Allgemeiner Stand


Aus der spontanen Hörsaalbesetzung im Anschluss an die Demonstration vom 17.11. ist
eine strukturierte Protestbewegung geworden.
„Es ist faszinierend, welche Eigendynamik die Aktion entwickelt hat“, so Franz Heger,
Mitglied im Arbeitskreis Presse. „Die Beteiligung ist großartig. Wir leisten richtig viel
inhaltliche Arbeit, das treibt uns an, weiterzumachen.“
Die Studierenden, Schülerinnen und Schüler haben es geschafft, in den vergangenen
Tagen rund um die Uhr Programm zu bieten – von Plena und Arbeitskreisen über
Vorlesungen, Podiumsdiskussionen, Informationsaktionen auf dem Campus und in der
Stadt bis zu kulturellen Veranstaltungen wie Improtheater, Workshops und Konzerten.
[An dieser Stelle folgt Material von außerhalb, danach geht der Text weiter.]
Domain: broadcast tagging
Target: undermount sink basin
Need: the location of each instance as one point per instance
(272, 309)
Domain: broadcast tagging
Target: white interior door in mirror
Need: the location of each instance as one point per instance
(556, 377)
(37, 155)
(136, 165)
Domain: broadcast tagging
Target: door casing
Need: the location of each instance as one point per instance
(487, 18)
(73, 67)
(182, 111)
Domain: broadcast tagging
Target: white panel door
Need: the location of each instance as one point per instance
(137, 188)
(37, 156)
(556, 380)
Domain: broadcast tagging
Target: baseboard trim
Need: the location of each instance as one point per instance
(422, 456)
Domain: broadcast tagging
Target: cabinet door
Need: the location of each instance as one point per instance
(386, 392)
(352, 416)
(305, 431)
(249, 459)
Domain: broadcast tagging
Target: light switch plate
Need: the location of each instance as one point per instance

So
fand beispielsweise ein internationaler Vortrag zum Thema „The Challenges of Education
for Peace and Tolerance towards the ‘Other’“ mit Referenten unter anderem aus Israel und
Ägypten statt. Der Landtagsabgeordnete Johannes Stober erläuterte in einer offenen
Diskussionsrunde den Anwesenden die Spielräume und Einschränkungen, die sich durch
das KIT-Gesetz ergeben. Die Impro-Gruppe „Schmitz’ Katze“ des Unitheaters unterstützte
das kulturelle Rahmenprogramm durch eine offene Probe am Donnerstagabend.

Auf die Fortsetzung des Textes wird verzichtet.